And I was thinking about this when I was reading the comments on papersky's Tor.com post about the Suck Fairy. Because people were coming in talking about taking authors as products of their times and taking their sexism, racism, etc. as products of their times. (What boggled me is that some of these people seemed to be talking as though Jo, of all people, needed to have taking things in historical context explained to her. Jo. Riiiight.) And to a certain extent, I can totally get behind that. We can't and shouldn't expect authors to be products of our times and to mirror our own contemporary attitudes. It ruins a lot of historical fiction to project backwards, it makes history less interesting to assume that everyone ought always to be the same, and it's just not realistic.
However. I sometimes get uneasy when I hear people using this too blithely. Because I have heard it used to excuse too much.

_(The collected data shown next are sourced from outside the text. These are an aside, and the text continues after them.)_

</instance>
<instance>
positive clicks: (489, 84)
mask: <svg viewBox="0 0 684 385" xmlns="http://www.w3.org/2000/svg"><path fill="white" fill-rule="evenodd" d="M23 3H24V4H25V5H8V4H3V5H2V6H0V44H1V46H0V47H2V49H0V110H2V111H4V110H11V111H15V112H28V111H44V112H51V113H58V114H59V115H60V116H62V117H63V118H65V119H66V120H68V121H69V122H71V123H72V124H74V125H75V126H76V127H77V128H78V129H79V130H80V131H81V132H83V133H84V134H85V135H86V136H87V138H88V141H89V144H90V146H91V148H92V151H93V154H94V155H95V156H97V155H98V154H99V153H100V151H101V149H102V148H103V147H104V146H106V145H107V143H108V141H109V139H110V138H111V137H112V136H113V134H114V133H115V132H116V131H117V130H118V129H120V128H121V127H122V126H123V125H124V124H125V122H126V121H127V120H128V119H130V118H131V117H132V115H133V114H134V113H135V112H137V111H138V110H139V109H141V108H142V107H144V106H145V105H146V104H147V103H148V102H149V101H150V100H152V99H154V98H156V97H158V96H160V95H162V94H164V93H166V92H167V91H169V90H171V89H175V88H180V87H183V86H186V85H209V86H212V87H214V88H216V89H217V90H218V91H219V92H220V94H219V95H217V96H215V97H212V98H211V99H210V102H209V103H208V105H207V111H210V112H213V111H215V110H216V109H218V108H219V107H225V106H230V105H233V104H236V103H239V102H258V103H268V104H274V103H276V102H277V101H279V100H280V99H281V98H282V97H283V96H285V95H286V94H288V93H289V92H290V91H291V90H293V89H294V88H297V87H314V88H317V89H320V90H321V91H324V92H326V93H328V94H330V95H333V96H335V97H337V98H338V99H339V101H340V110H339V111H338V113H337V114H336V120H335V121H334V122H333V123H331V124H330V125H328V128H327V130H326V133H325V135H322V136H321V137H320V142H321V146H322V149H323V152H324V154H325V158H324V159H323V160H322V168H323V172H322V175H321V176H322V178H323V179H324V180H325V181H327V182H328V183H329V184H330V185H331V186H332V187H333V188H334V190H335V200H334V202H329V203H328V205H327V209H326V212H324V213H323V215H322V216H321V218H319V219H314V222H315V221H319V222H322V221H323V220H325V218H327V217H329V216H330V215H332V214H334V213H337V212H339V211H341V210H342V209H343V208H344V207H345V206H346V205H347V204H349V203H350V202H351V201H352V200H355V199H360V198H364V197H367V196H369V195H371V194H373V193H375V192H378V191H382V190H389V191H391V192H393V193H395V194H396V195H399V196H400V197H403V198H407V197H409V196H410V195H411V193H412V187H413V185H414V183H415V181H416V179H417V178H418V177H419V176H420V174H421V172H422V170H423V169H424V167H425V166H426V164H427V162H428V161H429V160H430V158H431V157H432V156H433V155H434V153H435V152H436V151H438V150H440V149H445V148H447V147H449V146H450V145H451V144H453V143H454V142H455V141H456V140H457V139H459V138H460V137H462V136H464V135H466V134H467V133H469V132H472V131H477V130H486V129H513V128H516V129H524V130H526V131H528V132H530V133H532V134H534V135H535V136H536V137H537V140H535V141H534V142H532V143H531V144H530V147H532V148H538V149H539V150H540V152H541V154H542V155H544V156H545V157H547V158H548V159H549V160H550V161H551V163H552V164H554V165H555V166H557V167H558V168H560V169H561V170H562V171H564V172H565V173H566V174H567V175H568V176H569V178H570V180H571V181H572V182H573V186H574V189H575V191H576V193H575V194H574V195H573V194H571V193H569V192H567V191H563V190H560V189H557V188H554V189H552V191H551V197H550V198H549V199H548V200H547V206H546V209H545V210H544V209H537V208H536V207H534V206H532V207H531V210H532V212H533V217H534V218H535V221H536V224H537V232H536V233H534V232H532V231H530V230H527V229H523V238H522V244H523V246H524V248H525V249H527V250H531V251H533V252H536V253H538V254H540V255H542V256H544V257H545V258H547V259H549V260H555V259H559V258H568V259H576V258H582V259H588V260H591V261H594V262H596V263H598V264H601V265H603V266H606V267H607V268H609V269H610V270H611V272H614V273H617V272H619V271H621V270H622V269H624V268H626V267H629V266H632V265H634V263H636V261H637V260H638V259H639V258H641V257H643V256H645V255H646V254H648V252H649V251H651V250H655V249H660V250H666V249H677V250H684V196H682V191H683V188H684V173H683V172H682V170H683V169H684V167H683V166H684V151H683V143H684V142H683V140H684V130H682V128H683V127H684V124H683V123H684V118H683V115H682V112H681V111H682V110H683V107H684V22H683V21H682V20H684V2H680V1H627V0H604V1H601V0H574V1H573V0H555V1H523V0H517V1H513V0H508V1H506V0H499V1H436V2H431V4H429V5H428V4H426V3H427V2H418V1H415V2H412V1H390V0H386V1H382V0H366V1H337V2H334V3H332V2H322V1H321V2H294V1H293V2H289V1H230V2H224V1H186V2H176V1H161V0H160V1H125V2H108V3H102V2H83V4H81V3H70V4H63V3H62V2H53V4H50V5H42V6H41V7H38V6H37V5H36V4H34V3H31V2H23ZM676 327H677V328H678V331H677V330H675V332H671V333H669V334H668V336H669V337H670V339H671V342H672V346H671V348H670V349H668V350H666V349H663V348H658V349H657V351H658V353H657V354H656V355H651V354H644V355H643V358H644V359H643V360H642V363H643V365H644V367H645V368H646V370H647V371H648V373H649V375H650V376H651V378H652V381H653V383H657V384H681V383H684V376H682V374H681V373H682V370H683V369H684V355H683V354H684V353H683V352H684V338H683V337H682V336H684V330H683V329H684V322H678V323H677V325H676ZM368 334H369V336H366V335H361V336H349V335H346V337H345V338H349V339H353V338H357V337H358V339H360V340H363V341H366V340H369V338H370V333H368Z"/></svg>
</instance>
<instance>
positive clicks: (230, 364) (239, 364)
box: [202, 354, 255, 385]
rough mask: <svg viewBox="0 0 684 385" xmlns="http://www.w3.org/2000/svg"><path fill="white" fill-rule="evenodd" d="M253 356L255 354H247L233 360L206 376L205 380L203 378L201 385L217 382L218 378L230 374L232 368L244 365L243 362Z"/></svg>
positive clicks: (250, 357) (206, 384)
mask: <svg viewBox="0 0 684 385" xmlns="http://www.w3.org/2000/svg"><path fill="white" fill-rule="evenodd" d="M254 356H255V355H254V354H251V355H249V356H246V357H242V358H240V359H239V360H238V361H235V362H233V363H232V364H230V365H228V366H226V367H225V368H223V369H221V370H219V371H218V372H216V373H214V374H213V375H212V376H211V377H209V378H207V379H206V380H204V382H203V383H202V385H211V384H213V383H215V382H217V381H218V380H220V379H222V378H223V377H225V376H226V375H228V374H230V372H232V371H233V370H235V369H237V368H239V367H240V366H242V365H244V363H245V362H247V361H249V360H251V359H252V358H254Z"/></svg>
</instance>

Sometimes people say, "Oh, well, it was another time then," and then don't check the copyright date. Sometimes you need to make sure the other time was not 1985. Sometimes even 1955 was soon enough to know better. Sometimes you need to look at what else was really going on at the time, what other things were being written or discussed or enacted in the wider world, and say, "Well, yes, this author was a product of the times. But this author was also a product of choices. And some of those choices were bad ones. I like these choices in this book. And I don't like these other choices here, whether they're political or aesthetic or typographical."
That's okay. It really is. It is all right to say, not just that a book makes mistakes, but that it is is written by one of your favorite authors and makes those mistakes. It is okay to say that one of your favorite authors wrote a book that has elements in it that were bigger mistakes than its era really justified. Sometimes mistakes can ruin a book, and sometimes they don't have to, but you don't have to defend the mistakes to defend the bits that aren't mistakes. And you don't have to condemn an entire era in order to like a book from it. Sometimes your favorite author had a blind spot that not everybody had. Pretty much every time, in fact. We all do. Your sister and your brother and your dad and mommy too. There doesn't have to be a caveat about historical context every time. Sometimes it's not the history. Sometimes being a jerk--for whatever reason, to whatever person or group of people--really does get to be our own fault.